3.5 Array jobs in Taito

3.5.1 Defining an array job

In many cases the computational analysis job contains a number of similar independent subtasks. The user may have several datasets that will be analyzed in the same way or same simulation code is executed with a number of different parameters. These kind of tasks are often called as "embarrassingly parallel" jobs as the task can be in principle distributed to as many processors as there are subtasks to be run. In Taito this kind of tasks can be effectively run by using the array job function of the SLURM batch job system.

In SLURM, an array job is defined by using the option --array or -a . For example definition:

#SBATCH --array=1-100

will launch not just one batch job, but 100 batch jobs where the subjob specific environment variable $SLURM_ARRAY_TASK_ID gets values form 1 to 100. This variable can then be utilized in the actual job launching commands so that each subtask gets processed. All the subjobs are launched to the batch jobs system at once and they will be executed using as many processors as there are available.

Note that in Taito the range of the $SLURM_ARRAY_TASK_ID variable is limited between 0 and 1000. 

In addition to a defining a job range, you can also provide a list of job index values. For example definition:

#SBATCH --array=4,7,22

would launch three jobs with $SLURM_ARRAY_TASK_ID values 4, 7 and 22.

You can also add a step size to the job range definition. For example following array job definition:

#SBATCH --array=1-100:20

would run five jobs with $SLURM_ARRAY_TASK_ID values: 1, 21, 41, 61 and 81.
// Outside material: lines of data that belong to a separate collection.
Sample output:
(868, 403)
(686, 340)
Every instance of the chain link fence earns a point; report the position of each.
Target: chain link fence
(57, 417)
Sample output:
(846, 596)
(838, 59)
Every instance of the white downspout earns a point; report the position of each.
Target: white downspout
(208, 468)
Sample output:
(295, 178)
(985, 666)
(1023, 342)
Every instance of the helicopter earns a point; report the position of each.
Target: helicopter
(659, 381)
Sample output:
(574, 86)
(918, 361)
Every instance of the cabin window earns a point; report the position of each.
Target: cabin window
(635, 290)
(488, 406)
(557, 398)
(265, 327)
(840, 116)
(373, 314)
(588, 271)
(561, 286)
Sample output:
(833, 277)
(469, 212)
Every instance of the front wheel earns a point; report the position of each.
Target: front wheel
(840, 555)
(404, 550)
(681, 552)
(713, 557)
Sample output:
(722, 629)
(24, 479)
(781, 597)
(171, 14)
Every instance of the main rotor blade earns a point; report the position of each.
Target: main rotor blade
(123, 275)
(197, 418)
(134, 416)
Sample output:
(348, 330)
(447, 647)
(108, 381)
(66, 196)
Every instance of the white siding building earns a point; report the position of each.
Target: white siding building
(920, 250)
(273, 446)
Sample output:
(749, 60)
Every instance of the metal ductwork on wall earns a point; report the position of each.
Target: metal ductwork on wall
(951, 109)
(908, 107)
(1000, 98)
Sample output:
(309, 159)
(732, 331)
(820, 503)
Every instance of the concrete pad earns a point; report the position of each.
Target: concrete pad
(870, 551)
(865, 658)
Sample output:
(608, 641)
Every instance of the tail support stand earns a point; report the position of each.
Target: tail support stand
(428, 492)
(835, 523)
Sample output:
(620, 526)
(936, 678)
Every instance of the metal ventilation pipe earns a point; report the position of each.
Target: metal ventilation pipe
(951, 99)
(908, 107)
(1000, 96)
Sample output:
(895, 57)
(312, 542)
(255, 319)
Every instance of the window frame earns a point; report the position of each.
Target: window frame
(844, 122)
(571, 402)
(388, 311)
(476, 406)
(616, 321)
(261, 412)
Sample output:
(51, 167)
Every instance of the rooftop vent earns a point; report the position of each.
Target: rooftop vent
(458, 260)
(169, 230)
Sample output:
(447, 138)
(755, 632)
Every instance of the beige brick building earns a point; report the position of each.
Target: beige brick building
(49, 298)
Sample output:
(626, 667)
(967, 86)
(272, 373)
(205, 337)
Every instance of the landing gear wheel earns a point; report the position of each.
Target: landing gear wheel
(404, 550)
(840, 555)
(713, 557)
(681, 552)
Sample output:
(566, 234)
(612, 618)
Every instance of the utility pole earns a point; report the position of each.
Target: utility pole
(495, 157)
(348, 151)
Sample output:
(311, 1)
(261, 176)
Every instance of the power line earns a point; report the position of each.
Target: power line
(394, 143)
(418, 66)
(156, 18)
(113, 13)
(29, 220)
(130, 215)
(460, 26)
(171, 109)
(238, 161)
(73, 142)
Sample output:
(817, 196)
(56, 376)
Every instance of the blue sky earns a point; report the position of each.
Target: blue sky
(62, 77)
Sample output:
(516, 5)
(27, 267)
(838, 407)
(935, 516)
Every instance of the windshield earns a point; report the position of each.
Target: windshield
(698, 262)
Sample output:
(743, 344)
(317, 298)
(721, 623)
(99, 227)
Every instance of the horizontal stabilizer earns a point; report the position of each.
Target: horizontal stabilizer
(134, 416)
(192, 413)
In some cases it may be reasonable to limit to number of simultaneously running processes. This is done with notation: %max_number_of_jobs. For example, in a case were you have 100 jobs but a license for only five simultaneous processes, you could ensure that you will not run out of license with following definition:

#SBATCH --array=1-100%5

3.5.2 Simple array job example

As a first array job example lets assume that we have 50 datasets (data_1.inp, data_2.inp … data_50.inp) that we would like to analyze using program my_prog, that uses syntax:
   my_prog inputfile outputfile
Each of the subtasks requires less than 2 hours of computing time and less than 4 GB of memory. We can perform all 50 analysis tasks with following batch job script:

#!/bin/bash -l
#SBATCH -J array_job
#SBATCH -o array_job_out_%A_%a.txt
#SBATCH -e array_job_err_%A_%a.txt
#SBATCH -t 02:00:00
#SBATCH --mem-per-cpu=4000
#SBATCH --array=1-50
#SBATCH -n 1
#SBATCH -p serial

# move to the directory where the data files locate
cd data_dir
# run the analysis command
my_prog data_"$SLURM_ARRAY_TASK_ID".inp data_"$SLURM_ARRAY_TASK_ID".out

In the batch job script the line #SBATCH --array=1-50 defines that 50 subjobs will be submitted. Other #SBATCH lines refer to the individual subjobs. In this case one subjob uses one processor (-n 1) max. 4 GB of memory (--mem-per-cpu=4000) and can last max. 2 hours ( -t 02:00:00 ). However, the total wall clock time needed to process all the 50 tasks is not limited by any sense.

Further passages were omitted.